ESs most often emerge as the result of capturing knowledge of one or more experts in a format that facilitates computa­tional analysis. Typically the analysis is focused on directing the system to carry out certain rules and implement routines that have been programmed into the system. Often the goal of the ES designer is to achieve a human-like behavior from the system. One of the more difficult tasks of the ES designer is to implement a system that, in real-time or immediately following use, can assess the performance of the human com­ponent of the system. This is different from simply developing an ES that can influence the operator during its use. The ES needed to critique human behavior is required to have a set of analysis capabilities that not only relate to the rules and networks used in the system, but a set of principles that have their roots in the psychology of human actions.

A number of systems exist that provide such an ability to assess pilot performance. These systems are developed to aid in predicting human performance, critique performance, and quantify performance for use in a variety of future activities such as curriculum design, monitoring and controlling qual­ity, or systems engineering. Conducting knowledge acquisi­tion for assessment requires the classification of the ‘‘expert’’ relative to the system user.

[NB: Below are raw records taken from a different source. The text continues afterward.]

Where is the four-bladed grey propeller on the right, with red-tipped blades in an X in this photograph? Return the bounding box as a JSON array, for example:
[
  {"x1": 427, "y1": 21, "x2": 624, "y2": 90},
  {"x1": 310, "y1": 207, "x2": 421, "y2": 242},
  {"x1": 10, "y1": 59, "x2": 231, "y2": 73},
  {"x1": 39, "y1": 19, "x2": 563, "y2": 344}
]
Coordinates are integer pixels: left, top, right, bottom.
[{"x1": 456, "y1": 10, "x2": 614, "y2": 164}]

Pilots operate in a dynamic environment and the variables that comprise the reasoning and observable behavior of pilots is often very abstract or difficult to define. One of the best examples of an ES used in assessing pilot performance is the U. S. Navy effort to design and implement a model of the pilot in flight-test maneuvers. The pilot model is a combination of skill-based models and rules-based models (multiple model in­tegration) whereby the skill-based portion provides a feed­back path and the rule-based portion provides the inference and feed-forward path (20). This ES employs the use of the Rasmussen’s commonly recognized model of human error comprised of the hierarchical categories of knowledge-based, rule-based, and skill-based behaviors thought to lead to hu­man error. Using a quasi-linear model, the system is capable of quantifying skill-based pilot behavior. To resolve discrete decision tasks, the use of a fuzzy-logic scheme is employed, which supports rule-based behavioral assessments and, when combined with the skill-based models, results in inference rules that can be used to derive large classes of pilot tasks.